Once, during the war, he shelled out the cash to hire a band on
Christmas Day.
- “The great Christmas night raid in 1776
would forever serve as a model of how a special operation – or a
conventional mission, for that matter – might be successfully
conducted. No special mission by America’s first army has
been more heralded than that which took place on Christmas night
exactly 240 years ago. Speed of movement, surprise, maneuver,
violence of action, and the plan’s simplicity were all key. And
fortunately, the elements all came together.The fighting lasted
about an hour. Four Americans had been killed and ten-times as many
Hessians lay dead in the snow. Some 900 enemy prisoners were rounded
up, along with weapons, ammunition, and other desperately needed
stores.
Washington held his little army together. Many of the continentals renewed their enlistments.
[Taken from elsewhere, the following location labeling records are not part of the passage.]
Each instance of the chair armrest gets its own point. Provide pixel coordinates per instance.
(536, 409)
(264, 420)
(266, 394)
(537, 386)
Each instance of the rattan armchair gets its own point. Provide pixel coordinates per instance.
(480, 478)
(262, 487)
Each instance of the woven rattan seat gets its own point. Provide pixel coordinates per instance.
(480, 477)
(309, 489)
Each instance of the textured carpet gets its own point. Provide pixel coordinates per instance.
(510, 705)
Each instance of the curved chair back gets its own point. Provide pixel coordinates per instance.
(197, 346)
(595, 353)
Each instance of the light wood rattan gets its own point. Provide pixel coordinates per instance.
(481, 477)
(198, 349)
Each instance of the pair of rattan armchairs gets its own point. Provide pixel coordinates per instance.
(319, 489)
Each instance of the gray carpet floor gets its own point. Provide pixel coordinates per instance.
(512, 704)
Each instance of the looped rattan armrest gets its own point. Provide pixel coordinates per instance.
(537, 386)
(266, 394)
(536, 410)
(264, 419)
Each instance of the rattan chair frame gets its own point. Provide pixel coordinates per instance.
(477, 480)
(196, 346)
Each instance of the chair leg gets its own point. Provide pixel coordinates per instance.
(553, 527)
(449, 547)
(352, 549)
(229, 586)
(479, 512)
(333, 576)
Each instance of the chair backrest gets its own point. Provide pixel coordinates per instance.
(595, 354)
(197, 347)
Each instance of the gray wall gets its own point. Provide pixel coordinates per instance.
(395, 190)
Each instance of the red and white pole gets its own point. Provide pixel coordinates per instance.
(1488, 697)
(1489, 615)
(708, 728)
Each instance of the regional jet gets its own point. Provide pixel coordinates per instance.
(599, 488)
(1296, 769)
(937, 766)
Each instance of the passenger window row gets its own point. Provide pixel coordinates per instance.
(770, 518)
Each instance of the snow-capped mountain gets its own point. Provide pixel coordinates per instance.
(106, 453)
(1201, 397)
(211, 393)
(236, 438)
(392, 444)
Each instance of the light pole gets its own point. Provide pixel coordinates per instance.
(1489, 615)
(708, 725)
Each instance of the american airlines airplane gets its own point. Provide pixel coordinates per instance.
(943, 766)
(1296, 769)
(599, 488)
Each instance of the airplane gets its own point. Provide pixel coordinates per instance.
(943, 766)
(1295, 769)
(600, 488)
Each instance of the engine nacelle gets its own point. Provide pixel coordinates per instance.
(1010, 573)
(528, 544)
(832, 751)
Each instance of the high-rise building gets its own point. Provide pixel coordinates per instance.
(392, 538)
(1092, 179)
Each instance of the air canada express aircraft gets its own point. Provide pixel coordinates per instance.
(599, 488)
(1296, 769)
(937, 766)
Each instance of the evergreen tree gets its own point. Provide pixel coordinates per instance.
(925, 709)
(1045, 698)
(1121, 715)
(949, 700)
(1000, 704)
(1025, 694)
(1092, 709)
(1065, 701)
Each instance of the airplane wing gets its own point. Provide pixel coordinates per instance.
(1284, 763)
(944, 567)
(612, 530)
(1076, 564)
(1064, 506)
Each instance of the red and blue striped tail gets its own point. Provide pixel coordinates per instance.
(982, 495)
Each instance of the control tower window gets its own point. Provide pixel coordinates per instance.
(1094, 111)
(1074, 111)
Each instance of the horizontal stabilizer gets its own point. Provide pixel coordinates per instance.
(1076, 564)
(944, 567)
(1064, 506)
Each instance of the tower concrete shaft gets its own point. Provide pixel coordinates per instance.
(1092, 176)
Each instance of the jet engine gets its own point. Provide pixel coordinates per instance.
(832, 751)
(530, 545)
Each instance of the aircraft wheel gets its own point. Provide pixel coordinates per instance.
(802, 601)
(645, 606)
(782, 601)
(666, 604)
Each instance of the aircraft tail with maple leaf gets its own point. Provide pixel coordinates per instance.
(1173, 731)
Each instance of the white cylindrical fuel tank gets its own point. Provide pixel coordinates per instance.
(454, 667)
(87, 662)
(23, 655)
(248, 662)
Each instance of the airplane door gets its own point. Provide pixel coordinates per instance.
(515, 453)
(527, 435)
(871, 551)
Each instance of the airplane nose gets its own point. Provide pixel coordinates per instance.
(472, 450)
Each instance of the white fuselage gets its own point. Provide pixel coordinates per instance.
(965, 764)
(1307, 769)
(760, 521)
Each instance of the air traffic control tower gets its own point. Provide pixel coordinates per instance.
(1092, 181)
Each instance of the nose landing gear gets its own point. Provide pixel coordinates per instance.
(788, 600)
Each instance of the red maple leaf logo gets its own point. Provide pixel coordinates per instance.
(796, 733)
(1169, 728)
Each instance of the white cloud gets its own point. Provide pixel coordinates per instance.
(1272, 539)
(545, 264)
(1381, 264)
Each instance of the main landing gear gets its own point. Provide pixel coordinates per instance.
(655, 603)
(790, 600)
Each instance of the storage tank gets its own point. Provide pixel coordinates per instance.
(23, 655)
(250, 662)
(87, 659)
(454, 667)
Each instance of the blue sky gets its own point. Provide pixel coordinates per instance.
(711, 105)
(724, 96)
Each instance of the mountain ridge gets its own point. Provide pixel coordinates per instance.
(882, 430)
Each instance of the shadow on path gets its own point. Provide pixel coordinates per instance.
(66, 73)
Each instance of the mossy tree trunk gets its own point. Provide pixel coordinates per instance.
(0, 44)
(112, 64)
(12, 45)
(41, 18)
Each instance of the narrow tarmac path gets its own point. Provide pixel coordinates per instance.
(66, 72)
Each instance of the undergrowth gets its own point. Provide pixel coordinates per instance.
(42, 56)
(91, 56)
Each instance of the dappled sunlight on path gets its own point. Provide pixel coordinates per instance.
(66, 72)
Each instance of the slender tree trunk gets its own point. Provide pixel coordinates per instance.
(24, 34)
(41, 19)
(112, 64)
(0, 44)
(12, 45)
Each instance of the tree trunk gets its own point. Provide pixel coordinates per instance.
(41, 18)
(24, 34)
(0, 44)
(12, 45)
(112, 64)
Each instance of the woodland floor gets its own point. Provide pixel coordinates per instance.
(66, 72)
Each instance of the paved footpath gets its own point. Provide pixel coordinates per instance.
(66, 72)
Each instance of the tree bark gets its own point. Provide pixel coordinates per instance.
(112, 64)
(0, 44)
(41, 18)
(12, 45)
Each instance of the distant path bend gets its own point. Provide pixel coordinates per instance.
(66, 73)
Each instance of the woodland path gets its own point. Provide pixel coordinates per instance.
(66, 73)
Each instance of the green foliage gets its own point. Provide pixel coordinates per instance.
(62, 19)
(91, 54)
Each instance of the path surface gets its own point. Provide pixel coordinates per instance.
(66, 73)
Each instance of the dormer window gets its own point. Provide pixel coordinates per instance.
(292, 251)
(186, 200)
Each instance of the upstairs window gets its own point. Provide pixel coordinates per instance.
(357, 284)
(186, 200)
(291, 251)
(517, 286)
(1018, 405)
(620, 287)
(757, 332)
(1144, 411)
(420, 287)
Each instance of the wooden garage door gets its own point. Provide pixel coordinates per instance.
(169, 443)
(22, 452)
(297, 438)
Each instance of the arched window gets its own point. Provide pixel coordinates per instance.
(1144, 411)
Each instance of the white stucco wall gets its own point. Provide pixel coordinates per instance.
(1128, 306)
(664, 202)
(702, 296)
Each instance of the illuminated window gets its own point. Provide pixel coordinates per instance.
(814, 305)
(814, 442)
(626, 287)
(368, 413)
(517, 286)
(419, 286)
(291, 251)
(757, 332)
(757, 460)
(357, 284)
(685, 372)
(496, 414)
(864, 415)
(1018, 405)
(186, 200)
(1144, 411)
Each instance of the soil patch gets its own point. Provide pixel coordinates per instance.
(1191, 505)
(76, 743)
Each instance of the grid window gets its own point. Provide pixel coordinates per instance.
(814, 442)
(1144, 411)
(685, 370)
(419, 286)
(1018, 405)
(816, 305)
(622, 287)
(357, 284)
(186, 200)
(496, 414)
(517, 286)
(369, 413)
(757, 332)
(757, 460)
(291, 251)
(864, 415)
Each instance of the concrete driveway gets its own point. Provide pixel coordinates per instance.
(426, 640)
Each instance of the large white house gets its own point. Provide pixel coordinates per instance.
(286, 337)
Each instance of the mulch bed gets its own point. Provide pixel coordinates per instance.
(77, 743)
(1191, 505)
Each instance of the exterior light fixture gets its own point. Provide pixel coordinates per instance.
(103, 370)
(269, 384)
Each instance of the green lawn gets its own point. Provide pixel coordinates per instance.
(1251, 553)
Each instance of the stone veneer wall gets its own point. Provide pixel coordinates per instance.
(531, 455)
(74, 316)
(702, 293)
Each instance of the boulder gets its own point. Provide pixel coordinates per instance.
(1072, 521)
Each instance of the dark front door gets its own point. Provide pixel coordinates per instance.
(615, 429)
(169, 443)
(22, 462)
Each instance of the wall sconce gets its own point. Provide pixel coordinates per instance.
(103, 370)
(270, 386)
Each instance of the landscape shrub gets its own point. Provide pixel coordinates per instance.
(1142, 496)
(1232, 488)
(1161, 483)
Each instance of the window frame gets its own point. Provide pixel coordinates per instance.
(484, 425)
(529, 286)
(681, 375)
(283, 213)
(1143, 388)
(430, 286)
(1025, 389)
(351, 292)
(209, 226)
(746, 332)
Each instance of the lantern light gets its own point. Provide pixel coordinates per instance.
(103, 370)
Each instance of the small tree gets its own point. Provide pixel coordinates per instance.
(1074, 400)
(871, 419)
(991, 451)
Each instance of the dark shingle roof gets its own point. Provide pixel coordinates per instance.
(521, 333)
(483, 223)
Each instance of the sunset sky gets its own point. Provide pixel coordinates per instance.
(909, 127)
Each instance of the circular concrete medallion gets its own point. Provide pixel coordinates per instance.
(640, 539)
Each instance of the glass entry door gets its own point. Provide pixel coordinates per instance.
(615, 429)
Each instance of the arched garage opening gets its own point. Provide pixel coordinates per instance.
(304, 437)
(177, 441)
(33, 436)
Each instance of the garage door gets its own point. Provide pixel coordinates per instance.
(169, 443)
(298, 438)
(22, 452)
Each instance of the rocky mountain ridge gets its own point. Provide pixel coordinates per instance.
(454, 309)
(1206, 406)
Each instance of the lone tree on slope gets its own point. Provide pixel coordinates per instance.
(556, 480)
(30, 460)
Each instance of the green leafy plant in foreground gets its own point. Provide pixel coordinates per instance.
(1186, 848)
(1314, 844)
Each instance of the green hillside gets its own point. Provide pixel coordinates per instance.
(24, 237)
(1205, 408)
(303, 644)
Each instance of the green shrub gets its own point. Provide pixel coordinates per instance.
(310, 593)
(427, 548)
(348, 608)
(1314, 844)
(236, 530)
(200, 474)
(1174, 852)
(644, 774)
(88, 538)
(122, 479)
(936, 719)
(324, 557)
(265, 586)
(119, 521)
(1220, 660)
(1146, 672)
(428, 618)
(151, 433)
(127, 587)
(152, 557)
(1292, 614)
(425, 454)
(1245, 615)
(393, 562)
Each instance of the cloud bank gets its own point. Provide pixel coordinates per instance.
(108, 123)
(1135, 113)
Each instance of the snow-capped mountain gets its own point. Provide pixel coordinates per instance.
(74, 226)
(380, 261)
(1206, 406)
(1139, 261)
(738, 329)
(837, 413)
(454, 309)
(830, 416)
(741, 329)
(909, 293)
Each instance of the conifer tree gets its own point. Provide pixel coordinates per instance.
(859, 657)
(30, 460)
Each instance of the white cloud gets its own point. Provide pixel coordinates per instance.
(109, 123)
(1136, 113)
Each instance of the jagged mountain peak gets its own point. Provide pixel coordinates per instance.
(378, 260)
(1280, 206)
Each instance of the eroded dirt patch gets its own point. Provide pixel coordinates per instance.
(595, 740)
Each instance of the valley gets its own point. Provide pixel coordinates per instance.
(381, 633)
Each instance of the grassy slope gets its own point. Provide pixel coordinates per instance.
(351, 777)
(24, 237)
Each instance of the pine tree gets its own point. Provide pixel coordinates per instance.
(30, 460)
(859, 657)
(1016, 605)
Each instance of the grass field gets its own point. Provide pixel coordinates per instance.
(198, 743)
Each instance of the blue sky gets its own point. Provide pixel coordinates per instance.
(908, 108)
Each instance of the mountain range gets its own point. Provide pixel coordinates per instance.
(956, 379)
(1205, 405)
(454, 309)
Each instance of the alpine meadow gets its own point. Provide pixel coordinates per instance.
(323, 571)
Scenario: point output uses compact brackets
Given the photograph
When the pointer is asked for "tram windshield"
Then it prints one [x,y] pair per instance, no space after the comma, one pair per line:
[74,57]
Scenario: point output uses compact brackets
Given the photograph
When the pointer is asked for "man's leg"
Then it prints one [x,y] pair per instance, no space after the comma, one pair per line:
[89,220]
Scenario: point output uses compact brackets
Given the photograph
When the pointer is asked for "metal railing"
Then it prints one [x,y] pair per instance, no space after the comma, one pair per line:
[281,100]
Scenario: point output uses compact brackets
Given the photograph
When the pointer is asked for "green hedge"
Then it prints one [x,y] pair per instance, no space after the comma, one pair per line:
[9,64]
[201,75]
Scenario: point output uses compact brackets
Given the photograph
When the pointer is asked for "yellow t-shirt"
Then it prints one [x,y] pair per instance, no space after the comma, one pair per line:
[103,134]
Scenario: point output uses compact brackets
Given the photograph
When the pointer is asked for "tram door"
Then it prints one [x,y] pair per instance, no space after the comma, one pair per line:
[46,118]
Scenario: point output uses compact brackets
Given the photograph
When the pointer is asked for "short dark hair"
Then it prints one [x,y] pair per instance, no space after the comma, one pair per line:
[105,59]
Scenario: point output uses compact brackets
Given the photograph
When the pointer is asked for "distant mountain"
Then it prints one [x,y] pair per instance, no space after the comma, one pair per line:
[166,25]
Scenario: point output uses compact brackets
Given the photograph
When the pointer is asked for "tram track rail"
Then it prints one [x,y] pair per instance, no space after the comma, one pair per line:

They then capitalized on their Trenton victory with wins over the British at Trenton (the second go ‘round) on January 2, and Princeton on January 3.
- But George Washington’s best
Christmas was in 1783. Precisely 230 years ago today, he rode up to
Mount Vernon to celebrate his first holiday at home after eight
years of revolution. He had resigned his commission just days
before and was determined to surprise his family with his presence.
They, in turn, surprised him with a feast that would almost make
King George III feel at home. His wife, Martha, hoped that “from
this moment [they] would grow old together, in solitude and
tranquility.” That Christmas wish was not to be as the new
Republic was to call on him again very soon.
Christmas in the young Republic was a different affair than we celebrate today. There was no Santa Claus and no Christmas tree—a custom brought later by German immigrants. Gift-giving was not the focus—instead it was all about the family feast—a time to socialize and give faith-filled thanks for the year ending and the new one about to begin.
Christmas Day was primarily a religious holiday, though Washington was at best an occasional churchgoer, despite concerted efforts by subsequent evangelists to literally paint him as far more devout than he was in life.
The Christmas season lasted more than a week and it was a time of celebration and general inebriation. Washington gave his servants—and, yes, slaves—four days off to mark the holiday in broad Mount Vernon-wide celebration. One of the largest distillers in the colonies, Washington supplied a gallon of whiskey as a modest gift even to his slaves and overcame his aversion to intoxication (which he once sonorously described as ‘sacrificing their reason to Bacchus’) to allow one valued employee four days of Christmas drunkenness, as enumerated in his contract.
- In the winter of 1787, a surreal
travelling salesman of sorts brought an Arabian camel up to Mount
Vernon for the equivalent of $77 today to entertain and educate the
extended Washington family.
- Overspending during the holidays is not a
modern problem as the Christmas of 1788 found Washington writing his
business partner, “I have never before felt the want of cash so
severely as at present.” So if you’re assessing your own
post-holiday finances with some anxiety, you can take comfort that
Washington, however briefly, would have been able to relate.
- In 1797, with less than two years left
in his life, he wrote a note to the husband of Martha’s
granddaughter which has served as a Christmas staple from that day forward. A wish from the
original founding father: “We remain in Statu quo and all unite in
offering you, & yours, the compliments of the season, and the
return of many, many more, and happy ones.”